Une phase de prévention et de prise en compte des facteurs de risque, pour l’année et/ou les lots de bovins suivants
La visite d’élevage est le complément indispensable pour une prévention collective, notamment face à un épisode de gravité exceptionnelle ou lors de récidive ou de récurrence. La visite bâtiment (cf. prochain article) se double d’une visite plus globale s’intéressant aux flux d’animaux (allotissements, regroupements, achats…), aux plans d’alimentation (de la prise colostrale au sevrage et aux transitions alimentaires) et à la gestion de la santé dans l’élevage. Cette visite permet d’identifier les facteurs de risque propres à l’élevage, l’étape suivant étant de proposer des mesures correctives réalisables, en nombre réduit, avec un ordre de priorité.
La vaccination, un outil à utiliser de manière réfléchie
Les éléments prophylactiques peuvent être déduits des résultats analytiques ou être appliqués systématiquement, comme la vaccination contre le virus respiratoire syncytial (RS).

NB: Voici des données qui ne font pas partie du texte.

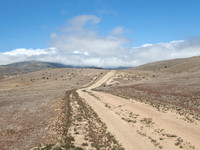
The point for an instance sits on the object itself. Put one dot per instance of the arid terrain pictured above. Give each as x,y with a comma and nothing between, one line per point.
153,106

La vaccination se fait idéalement avant la période à risque (automne, hiver), avant l’allotement, ou au fur et à mesure des naissances. Dans ce dernier cas, les perturbations de l’efficacité vaccinale dues aux anticorps colostraux impliquent une répétition des doses vaccinales ou l’usage d’une spécialité par voie intranasale (à partir de 3 semaines). Dans le cas de jeunes bovins conduits en lots, la primovaccination, si elle débute le jour de l’arrivée des animaux ne peut être efficace que si la prise vaccinale est effective alors que le virus circule dans les lots d’animaux (c’est une sorte de « course de vitesse »). En conditions contrôlées, la vaccination des mères, dans le but d’enrichir le colostrum, apporte une protection clinique significative mais partielle. Les vaccins antibactériens disponibles sont dirigés contre les pasteurelles, essentiellement Mannheimia haemolytica. La nécessité d’une vaccination contre Pasteurella multocida, de plus en plus fréquemment isolée, voire plus fréquemment isolée que M. haemolytica, ne fait pas l’unanimité, surtout en l’absence d’un vaccin moderne efficace.
Bilan et maîtrise des facteurs de risque, maillons indispensables au contrôle des maladies respiratoires
1ère étape de notre « Le sanitaire… j’adhère ! », chaque année, un bilan sera effectué, notamment pour quantifier les maladies respiratoires qui interviennent de manière récurente (formes endémiques). Si la présence est significative (taux de malades > 15 %), il sera alors mis en place la 2ème étape de notre « Le sanitaire… j’adhère ! » : la recherche et la maîtrise des facteurs de risque, phase indispensable du contrôle des maladies respiratoires qui ne peut se réduire à la prescription du duo antibiotiques-vaccins.